MADRID - Foreign funds will be the buyers of debt-strapped Spanish businesses putting up for sale signs in 2010, many for the symbolic price of 1 euro, the director of a niche investment bank said.
As the world starts to emerge from the global economic crisis, Spain is still hovering behind, with deep unemployment and heavy public debt shouldered by the country's banks. This means there is no money to finance businesses, or their sale.
Spain is up for sale and there's not enough money in the country to buy everything that's being sold, Enrique Quemada, chief executive of ONEtoONE Capital Partners told Reuters in an interview.
Who can buy it all? Now is the time to call in German, Dutch, Arabic and Chinese funds, he added.
ONEtoONE, founded in pre-crisis 2004 to fill a gap for middle-market Spanish deals that were being turned down by major investment banks, is now setting up shop in London and New York to showcase thousands of small and medium enterprises.
Spain, along with its Mediterranean neighbors, has the largest number of SMEs in Europe. Even among its about 120 stock market-listed companies, 17 have a market capitalization of under 100 million euros ($143.9 million), according to ThomsonReuters data.
Many business owners have already made small personal fortunes but are struggling to repay corporate debt. They are ready to sell out to investors with fresh capital and the new insight to salvage what in many cases has been a life-long business, Quemada said.
This year, for example, family-owned Spanish penmaker Inoxcrom, with 43 million euros of revenues, was sold to businessman Alberto Novel for 1 euro -- less than the cost of one of its fountain pens -- to off load debt and prevent a filing for administration.
The advantage is that the company comes with its debt. The investor can take a majority stake and when it starts to create value in three years time, pay for the remainder. Nothing is paid now because you're taking a load off the guy's back, Quemada said.

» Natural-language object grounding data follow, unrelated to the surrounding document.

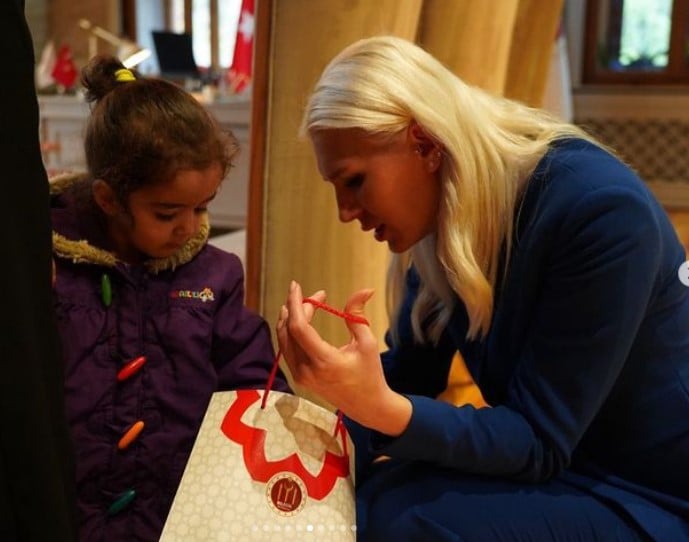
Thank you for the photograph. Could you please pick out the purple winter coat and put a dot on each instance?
(187, 317)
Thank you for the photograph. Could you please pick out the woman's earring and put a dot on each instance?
(435, 160)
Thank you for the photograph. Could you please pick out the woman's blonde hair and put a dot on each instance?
(489, 145)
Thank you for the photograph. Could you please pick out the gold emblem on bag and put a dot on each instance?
(286, 493)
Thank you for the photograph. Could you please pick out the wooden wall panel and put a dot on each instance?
(533, 40)
(472, 40)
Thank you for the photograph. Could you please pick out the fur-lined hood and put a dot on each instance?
(76, 235)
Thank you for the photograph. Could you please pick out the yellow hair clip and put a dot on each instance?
(124, 75)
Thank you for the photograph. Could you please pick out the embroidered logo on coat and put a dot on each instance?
(204, 295)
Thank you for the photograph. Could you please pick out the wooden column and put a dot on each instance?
(470, 38)
(293, 230)
(533, 39)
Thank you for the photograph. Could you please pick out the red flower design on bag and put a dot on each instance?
(252, 440)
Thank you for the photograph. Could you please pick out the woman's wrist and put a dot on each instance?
(392, 416)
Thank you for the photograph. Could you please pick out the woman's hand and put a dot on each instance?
(350, 377)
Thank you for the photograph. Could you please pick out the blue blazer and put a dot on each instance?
(586, 364)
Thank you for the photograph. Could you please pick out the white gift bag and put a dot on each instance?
(283, 472)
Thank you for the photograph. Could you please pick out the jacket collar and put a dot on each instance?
(81, 248)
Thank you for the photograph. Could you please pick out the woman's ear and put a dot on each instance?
(106, 198)
(425, 146)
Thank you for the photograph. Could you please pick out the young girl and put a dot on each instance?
(151, 316)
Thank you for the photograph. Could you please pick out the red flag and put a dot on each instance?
(239, 73)
(65, 71)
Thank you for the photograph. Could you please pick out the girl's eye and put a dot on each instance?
(165, 217)
(355, 182)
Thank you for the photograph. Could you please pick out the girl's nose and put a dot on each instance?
(188, 226)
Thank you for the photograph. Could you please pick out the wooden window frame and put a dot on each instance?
(128, 14)
(677, 71)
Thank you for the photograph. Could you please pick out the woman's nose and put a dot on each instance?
(348, 208)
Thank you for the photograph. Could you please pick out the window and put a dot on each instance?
(637, 42)
(212, 24)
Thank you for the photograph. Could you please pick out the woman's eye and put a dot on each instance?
(355, 182)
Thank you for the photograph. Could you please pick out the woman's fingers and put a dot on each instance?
(355, 306)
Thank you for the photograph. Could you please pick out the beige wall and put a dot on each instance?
(57, 20)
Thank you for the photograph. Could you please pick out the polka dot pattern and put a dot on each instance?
(217, 500)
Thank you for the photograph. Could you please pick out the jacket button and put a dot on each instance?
(130, 368)
(130, 435)
(106, 290)
(123, 500)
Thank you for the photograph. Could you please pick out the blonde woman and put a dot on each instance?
(543, 259)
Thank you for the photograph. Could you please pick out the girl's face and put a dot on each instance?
(162, 218)
(388, 183)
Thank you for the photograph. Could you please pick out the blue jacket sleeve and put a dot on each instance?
(243, 352)
(596, 287)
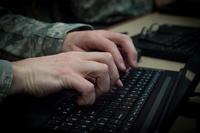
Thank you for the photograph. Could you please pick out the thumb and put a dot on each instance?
(86, 89)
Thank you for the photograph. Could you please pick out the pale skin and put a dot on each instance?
(77, 67)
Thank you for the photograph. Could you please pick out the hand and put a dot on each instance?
(72, 70)
(119, 45)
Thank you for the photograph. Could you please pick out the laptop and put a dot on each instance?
(149, 102)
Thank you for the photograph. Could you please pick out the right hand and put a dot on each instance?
(72, 70)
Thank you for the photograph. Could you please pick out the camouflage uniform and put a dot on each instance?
(24, 37)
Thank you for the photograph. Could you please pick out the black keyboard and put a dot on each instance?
(172, 42)
(115, 111)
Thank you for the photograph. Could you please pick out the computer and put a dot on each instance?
(168, 41)
(189, 8)
(148, 102)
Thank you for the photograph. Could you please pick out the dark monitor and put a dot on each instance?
(189, 8)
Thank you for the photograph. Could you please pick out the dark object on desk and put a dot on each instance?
(145, 104)
(172, 42)
(189, 8)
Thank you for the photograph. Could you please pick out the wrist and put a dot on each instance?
(18, 80)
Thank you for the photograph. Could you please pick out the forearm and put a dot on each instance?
(6, 77)
(25, 37)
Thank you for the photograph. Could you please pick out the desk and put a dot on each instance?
(134, 27)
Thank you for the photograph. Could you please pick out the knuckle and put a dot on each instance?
(101, 30)
(89, 89)
(126, 37)
(105, 68)
(108, 56)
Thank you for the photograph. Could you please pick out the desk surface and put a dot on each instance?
(134, 27)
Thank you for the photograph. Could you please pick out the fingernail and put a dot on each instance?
(123, 66)
(119, 83)
(135, 63)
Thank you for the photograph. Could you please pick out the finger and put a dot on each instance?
(109, 46)
(126, 44)
(99, 71)
(83, 86)
(106, 58)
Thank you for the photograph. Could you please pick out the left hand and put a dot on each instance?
(119, 45)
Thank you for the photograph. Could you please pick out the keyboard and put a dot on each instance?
(115, 111)
(172, 42)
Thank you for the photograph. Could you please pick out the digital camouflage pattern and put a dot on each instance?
(106, 11)
(25, 37)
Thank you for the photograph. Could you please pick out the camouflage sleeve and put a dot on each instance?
(25, 37)
(6, 77)
(108, 11)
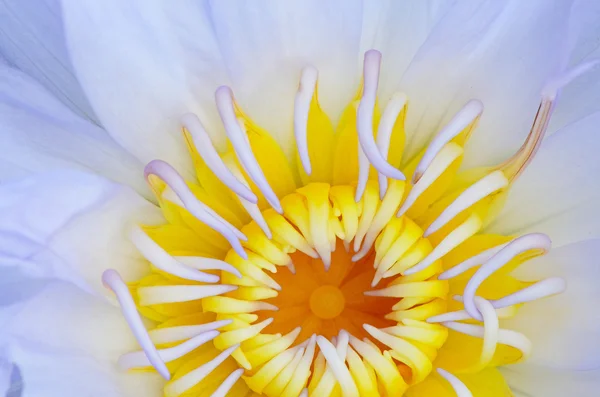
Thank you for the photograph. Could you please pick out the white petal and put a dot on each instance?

Some 4,300 Spanish companies had filed for administration as of September 30 this year, according to Spain's National Statistics Institute, including listed companies like textile maker Dogi (DGI.MC).
Quemada said 10,000 bankruptcies are expected in 2010, with businesses related to the property, consumer and tourist industries the hardest hit after a decade-long boom.
ONEtoONE is currently advising 115 deals for clients ranging from family-owned businesses to private equity firms and large publicly-listed companies.